Lembro-me do dia em que ela nasceu, um dia em que o sol brilhava, e eu apertava a mão da minha irmã com tanta força, enquanto sorriamos a duas com expectativa.
Lembro-me de subir as escadas da maternidade, entrar no quarto da minha mãe, e encontra-los a chorar. Lembro-me de querer fugir, querer correr com tanta velocidade, para apagar a imagem dos meus pais naquele abraço, que poderia ter tantos significados.
Lembro-me de vê-la pela primeira vez, e apaixonar-me. Aquela coisa tão pequena, tão perfeita, que agora precisava da nossa protecção.
Durante os primeiros meses da vida da Ângela, chorava cada vez que virava as costas.
Durante os primeiros meses, parecia que o mundo ia acabar, desabar sobre a nossa família, e que nenhum de nós iria sobreviver.
Durante os primeiros meses, lutei comigo. Lutei por aceitar a realidade que se apresentava dolorosa.
Durante os primeiros meses, ela foi o centro da nossa vida, a que organizava os nossos dias, e as nossas noites. E será sempre o centro das nossas vidas.
Custava-me contar às pessoas, custava-me ver as caras de pena, ouvir os murmúrios de lamentação. Por isso não contava. Não conseguia. Contar tornava tudo aquilo real.
E ainda hoje, contar custa tanto. Contar trás lágrimas aos meus olhos. Mas contar faz de mim uma pessoa forte. E a Ângela precisa dessa força. Ela merece essa força.
A Ângela mudou a minha maneira de ver o mundo. Mudou a minha maneira de me relacionar, mudou as minhas expectativas, e perspectivas.
O que para todos é normal, para ela é uma batalha e uma conquista.

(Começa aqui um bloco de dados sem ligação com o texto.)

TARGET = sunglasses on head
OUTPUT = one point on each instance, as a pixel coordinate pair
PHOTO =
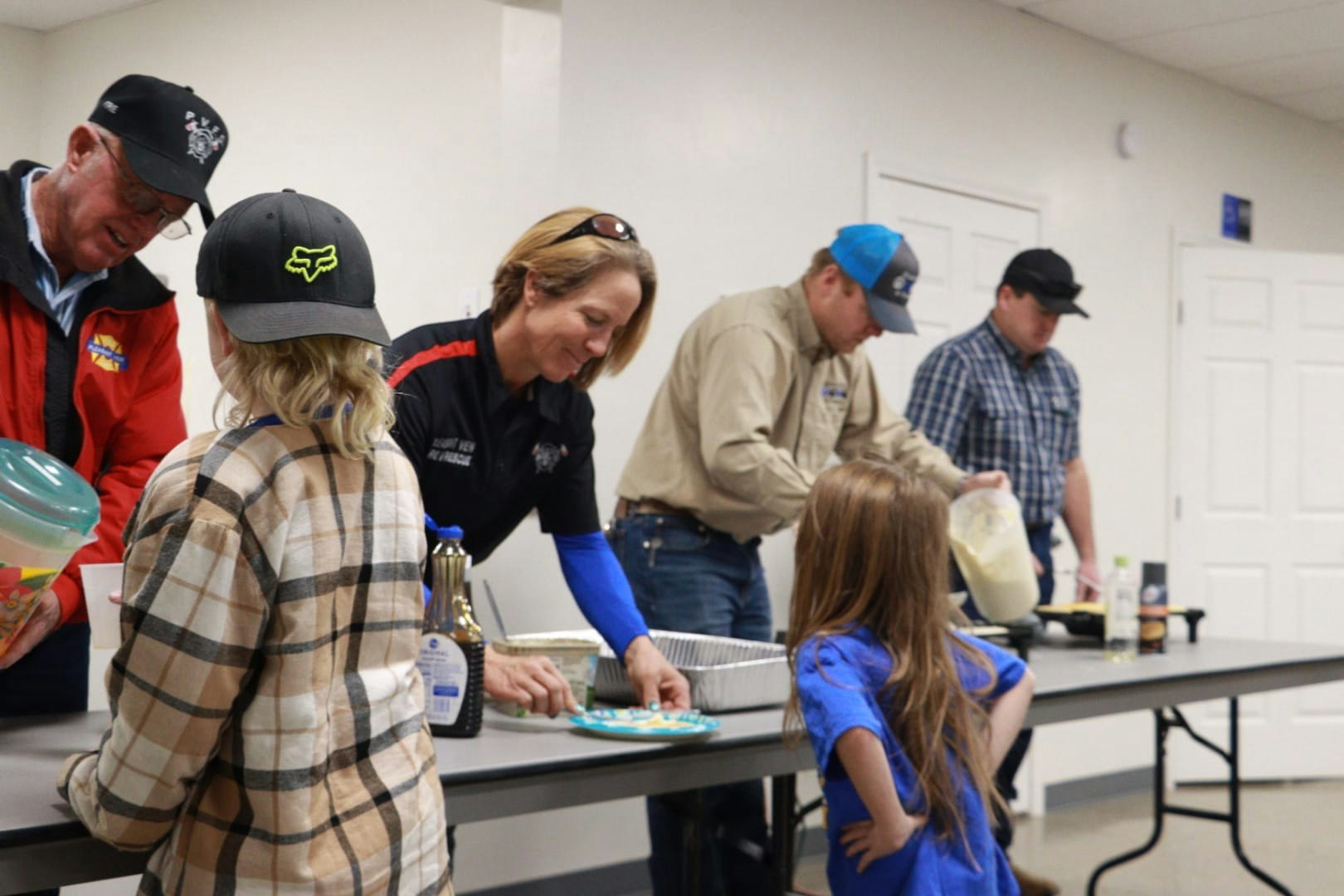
(604, 225)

E fico com medo quando olho para o futuro e não tenho a certeza do que nos espera.
Será que ela vai fazer parte de um grupo de amigas, que falam de moda, rapazes, coisas banais?
Será que vai ser beijada?
Será que ela vai ao Baile de Finalistas?
Vai ter emprego?
Namorar?
Construir família?
Quero tanto protege-la dos olhares indiscretos, das bocas que magoam, das portas fechadas. Quero tanto estar lá sempre que for preciso, sempre. Quero salva-la de um mundo que por vezes é cruel.
Porque ela é, para mim, o melhor que a vida tem.
Deixo-vos com a história que me explicou o que aconteceu, e me ajudou a compreender.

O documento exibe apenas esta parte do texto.